While doing some research about lock-free/wait-free algorithms, I stumbled upon the false sharing problem. Digging a bit more led me to Folly's source code (Facebook's C++ library) and more specifically to this header file and the definition of the FOLLY_ALIGN_TO_AVOID_FALSE_SHARING
macro (currently at line 130). What surprised me the most at first glance was the value: 128 (i.e.: instead of 64)...
/// An attribute that will cause a variable or field to be aligned so that
/// it doesn't have false sharing with anything at a smaller memory address.
#define FOLLY_ALIGN_TO_AVOID_FALSE_SHARING __attribute__((__aligned__(128)))
AFAIK, cache blocks on modern CPUs are 64 bytes long and actually, every resources I found so far on the matter, including this article from Intel, talk about 64 bytes aligning and padding to help work around false sharing.

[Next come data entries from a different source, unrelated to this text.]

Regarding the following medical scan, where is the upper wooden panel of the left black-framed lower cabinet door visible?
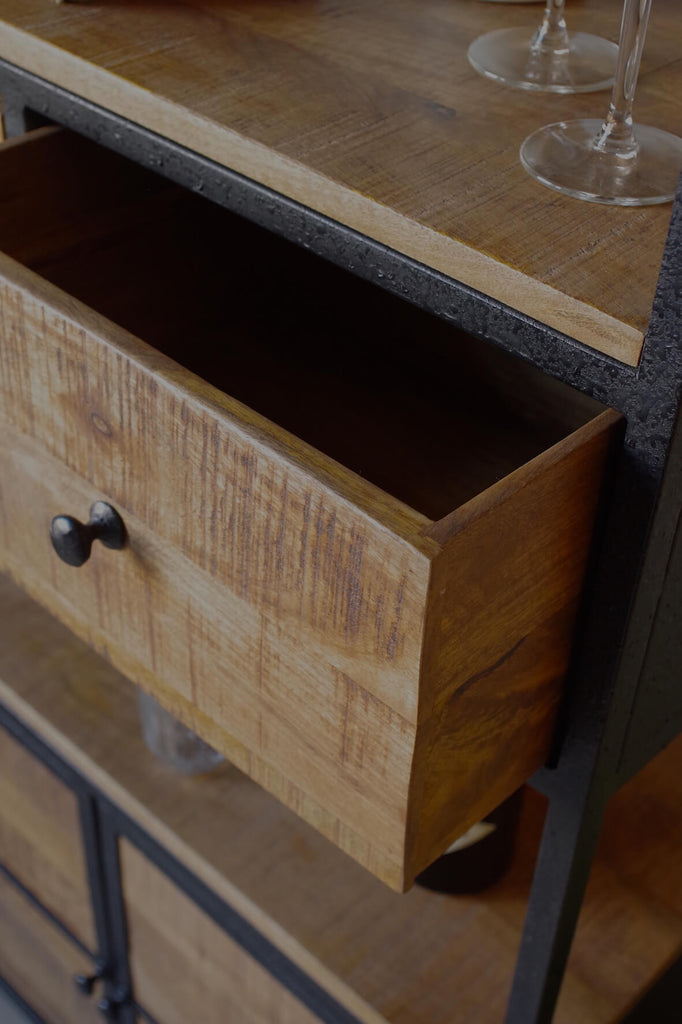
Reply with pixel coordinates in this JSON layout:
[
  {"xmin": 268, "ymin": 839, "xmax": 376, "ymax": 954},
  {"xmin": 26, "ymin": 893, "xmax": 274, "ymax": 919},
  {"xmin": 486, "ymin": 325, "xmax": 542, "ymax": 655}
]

Still, the folks at Facebook align and pad their class members to 128 bytes when needed. Then I found out the beginning of an explanation just above FOLLY_ALIGN_TO_AVOID_FALSE_SHARING
's definition:
enum {
/// Memory locations on the same cache line are subject to false
/// sharing, which is very bad for performance. Microbenchmarks
/// indicate that pairs of cache lines also see interference under
/// heavy use of atomic operations (observed for atomic increment on
/// Sandy Bridge). See FOLLY_ALIGN_TO_AVOID_FALSE_SHARING
kFalseSharingRange = 128
};
While it gives me a bit more details, I still feel I need some insights. I'm curious about how the sync of contiguous cache lines, or any RMW operation on them could interfere with each other under heavy use of atomic operations. Can someone please enlighten me on how this can even possibly happen?